For many of these students, Goetchius’s help is more than appreciated, it’s absolutely essential for them to be able to complete college. According to the National Center for Education Statistics, only 16% of low-income college students graduate. It’s not just tuition creating a financial burden, but pricey textbooks, room and board, and food stacking up. Transportation needs can also be a big part of that, not just in cost but also inconvenience.

It might be that a student doesn’t have a reliable car, or maybe they share a vehicle with parents who work 6 days a week. In some cases Paul has even driven student who were homeless.

Paul first saw the ad for the organization in a newspaper, “It said they were looking for volunteer drivers,” he told the Washington Post. “I thought, ‘Well, heck, I can drive a car.’ ”

Are the students the only one’s benefiting from Goetchius offering up his time and burning thousands of dollars in fuel, Paul says no, he says that he benefits just as much as the students do from the experience.

“It’s such a blessing and a privilege to be a part of these kids’ lives, even just for a few hours, getting to know them and hearing their stories.”

Some students he has driven a dozen times or more, so much more than a one-off quick trip. Quite a few of the students he has driven have been highly successful and gone on to become physicians, and teachers, or to work in marketing.

All the time spent in the car together has even led some of the students to consider Goetchius as a role model or friend.

26-year-old Nina Irby has rode with Goetchius for all four years of college, and to her, the trips meant so much more than just free transportation. “It’s not just a ride, you’re not just sitting there in awkward silence or with your headphones on,” Irby told the Washington Post. “He asks you questions and actually remembers the answers, so the next time you ride with him, he’ll check in on those things.”

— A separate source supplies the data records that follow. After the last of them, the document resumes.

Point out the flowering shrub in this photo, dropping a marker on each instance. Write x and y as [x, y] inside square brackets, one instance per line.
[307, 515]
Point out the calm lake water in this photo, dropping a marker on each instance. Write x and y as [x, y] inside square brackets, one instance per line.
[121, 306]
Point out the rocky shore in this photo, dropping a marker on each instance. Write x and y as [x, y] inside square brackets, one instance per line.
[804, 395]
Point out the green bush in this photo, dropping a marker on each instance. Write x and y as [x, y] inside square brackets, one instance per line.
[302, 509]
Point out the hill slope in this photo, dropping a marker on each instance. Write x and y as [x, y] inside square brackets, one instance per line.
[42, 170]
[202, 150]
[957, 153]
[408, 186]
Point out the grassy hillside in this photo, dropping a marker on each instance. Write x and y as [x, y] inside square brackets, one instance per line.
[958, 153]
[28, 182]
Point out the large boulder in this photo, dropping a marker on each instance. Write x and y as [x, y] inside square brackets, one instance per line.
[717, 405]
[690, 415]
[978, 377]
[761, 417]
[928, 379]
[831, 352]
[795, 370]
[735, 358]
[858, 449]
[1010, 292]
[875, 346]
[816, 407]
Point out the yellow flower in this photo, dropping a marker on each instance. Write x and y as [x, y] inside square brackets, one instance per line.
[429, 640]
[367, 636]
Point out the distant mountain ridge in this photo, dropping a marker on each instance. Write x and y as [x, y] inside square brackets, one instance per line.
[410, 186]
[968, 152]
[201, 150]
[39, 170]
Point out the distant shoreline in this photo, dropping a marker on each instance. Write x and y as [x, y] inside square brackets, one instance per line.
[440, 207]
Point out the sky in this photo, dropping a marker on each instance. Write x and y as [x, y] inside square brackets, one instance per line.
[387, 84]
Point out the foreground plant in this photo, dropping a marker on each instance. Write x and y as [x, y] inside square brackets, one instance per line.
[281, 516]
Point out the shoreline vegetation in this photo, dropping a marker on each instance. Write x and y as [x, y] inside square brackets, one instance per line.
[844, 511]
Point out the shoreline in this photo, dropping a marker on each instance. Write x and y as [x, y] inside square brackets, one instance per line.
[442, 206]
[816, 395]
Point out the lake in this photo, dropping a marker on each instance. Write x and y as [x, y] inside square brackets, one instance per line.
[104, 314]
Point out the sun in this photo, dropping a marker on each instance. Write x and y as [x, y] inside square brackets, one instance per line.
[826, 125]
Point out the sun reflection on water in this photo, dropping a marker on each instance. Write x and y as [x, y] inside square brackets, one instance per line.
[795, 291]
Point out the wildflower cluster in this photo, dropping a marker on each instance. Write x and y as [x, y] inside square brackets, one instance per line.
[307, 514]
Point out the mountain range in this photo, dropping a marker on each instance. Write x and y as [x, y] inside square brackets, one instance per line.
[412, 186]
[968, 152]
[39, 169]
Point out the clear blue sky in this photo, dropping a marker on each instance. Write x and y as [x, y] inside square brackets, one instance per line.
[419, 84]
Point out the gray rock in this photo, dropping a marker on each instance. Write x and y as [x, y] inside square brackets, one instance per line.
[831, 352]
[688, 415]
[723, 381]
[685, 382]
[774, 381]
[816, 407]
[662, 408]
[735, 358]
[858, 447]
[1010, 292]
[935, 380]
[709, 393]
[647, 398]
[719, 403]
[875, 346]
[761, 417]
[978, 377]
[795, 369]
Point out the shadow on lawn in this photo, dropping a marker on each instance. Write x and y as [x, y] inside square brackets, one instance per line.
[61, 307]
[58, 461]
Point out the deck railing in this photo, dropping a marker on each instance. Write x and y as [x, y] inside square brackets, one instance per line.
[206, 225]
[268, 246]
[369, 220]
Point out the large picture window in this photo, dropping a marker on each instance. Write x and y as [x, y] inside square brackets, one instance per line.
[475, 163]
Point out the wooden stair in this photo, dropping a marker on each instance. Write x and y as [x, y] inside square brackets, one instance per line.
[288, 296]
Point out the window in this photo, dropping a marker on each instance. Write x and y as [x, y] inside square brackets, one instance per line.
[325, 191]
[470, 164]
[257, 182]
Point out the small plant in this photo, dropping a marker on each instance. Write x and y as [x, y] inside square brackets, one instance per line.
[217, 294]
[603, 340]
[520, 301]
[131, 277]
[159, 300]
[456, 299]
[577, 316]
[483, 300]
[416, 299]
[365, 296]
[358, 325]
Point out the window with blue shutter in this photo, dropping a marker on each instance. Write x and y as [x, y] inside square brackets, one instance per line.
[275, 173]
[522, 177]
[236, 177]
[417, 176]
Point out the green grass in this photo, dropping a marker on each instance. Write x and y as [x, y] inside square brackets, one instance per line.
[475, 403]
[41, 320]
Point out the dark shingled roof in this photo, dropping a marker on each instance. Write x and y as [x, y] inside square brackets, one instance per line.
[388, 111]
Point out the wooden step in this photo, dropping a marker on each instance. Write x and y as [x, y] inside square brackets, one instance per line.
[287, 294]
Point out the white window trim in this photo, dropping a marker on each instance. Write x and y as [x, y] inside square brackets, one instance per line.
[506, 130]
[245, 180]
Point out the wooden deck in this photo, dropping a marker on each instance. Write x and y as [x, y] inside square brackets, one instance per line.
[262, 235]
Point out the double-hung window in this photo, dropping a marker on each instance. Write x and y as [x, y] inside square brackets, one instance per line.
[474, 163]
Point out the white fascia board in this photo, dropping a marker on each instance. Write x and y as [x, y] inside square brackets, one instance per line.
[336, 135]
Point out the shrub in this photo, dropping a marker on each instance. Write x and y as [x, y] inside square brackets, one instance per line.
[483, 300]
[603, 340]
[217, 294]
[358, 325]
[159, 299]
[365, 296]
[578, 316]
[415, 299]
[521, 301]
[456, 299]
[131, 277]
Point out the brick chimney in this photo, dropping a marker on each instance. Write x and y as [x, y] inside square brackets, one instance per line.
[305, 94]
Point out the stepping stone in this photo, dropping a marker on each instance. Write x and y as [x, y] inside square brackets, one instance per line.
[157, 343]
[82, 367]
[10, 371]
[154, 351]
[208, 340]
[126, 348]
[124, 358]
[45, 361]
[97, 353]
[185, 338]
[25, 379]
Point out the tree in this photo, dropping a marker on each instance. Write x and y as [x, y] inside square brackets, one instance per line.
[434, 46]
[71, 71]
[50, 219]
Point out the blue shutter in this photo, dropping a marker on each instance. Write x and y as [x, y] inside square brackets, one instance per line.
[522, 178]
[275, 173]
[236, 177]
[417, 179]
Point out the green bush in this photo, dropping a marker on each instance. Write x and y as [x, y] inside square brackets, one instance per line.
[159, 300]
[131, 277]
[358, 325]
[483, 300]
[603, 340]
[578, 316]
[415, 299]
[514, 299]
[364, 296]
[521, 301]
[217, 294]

Paul’s heart to help doesn’t just begin and end in the car though. He’s been known to go above and beyond, even helping students with issues during registration, or installing dorm room window screens. He’s even hauled and helped install air conditioners. If a student has an additional need, Goetchius is often there to help out. But perhaps most importantly, when hunger strikes a student while on the road, Goetchius hasn’t ever hesitated to stop for fast food along the way, for which he’ll be insisting to cover the cost.